Apnalaya works in the most underserved and marginalised slum settlements in the city of Mumbai. The young girls of Shivaji Nagar in particular, have had the odds stacked against them – with gender and social norms restricting their education, their movement, their attire and every aspect of their lives.
To empower adolescent girls through imparting training on Life Skills, Apnalaya launched a programme, Khula Aasman, in 2016 where All-Girl Kabaddi teams are formed and coached by mentors from the community. This programme has seen enthusiastic participation from the young women of Shivaji Nagar, who continue to break gender stereotypes and reclaim public space. Khula Aasmaan not only targets the girls themselves, but also their families and the wider ecosystem in the community to break social barriers and normalise a regular youth activity, which is ‘play’.
“In the community, when we spoke to parents regarding Kabaddi, they stated that it should not be played in this community, that girls shouldn’t be playing sports.
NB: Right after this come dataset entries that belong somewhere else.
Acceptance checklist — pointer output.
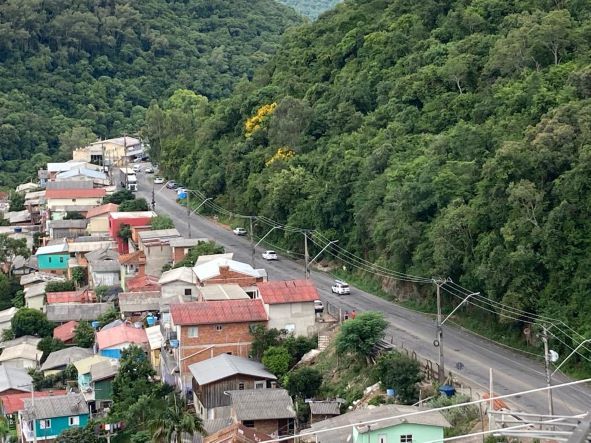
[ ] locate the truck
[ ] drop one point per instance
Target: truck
(128, 179)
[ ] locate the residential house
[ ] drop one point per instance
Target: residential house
(237, 433)
(83, 367)
(179, 281)
(46, 418)
(290, 305)
(102, 375)
(180, 247)
(112, 341)
(59, 199)
(142, 283)
(267, 410)
(66, 332)
(323, 410)
(22, 356)
(421, 428)
(65, 312)
(103, 267)
(207, 329)
(14, 380)
(131, 265)
(136, 305)
(98, 218)
(156, 246)
(118, 219)
(57, 361)
(223, 270)
(6, 319)
(53, 259)
(66, 228)
(215, 376)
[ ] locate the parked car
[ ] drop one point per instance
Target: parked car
(318, 306)
(270, 255)
(340, 287)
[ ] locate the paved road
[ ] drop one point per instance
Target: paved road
(512, 371)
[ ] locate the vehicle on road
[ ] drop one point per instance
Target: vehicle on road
(270, 255)
(318, 306)
(340, 287)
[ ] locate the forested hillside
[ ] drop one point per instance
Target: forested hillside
(311, 8)
(446, 138)
(98, 64)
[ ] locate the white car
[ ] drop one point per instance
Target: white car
(239, 231)
(340, 287)
(270, 255)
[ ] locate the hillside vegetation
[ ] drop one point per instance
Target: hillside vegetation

We faced a lot of resistance, even if the mother and brother agreed, the father would not, but we are trying our best to change that,” Farheen, a Khula Aasmaan mentor said.
In this regard, Apnalaya’s CEO, Arun Kumar was part of a panel discussion on “Mitigating Backlash and Empowering adolescent girls” conducted by Dasra at Jharkhand on 15th November 2019.
“Apnalaya tries to ensure that the girls don’t have to face backlash alone by creating a supportive ecosystem and working with all stakeholders involved,” said Arun Kumar, during the panel discussion
The panel discussion took place at the dissemination of the Dasra 10to19 Community of Practice on Adolescents (CoP) first research report Action Reaction: Understanding and Overcoming Backlash Against Girls’ Exercise of Agency in India.’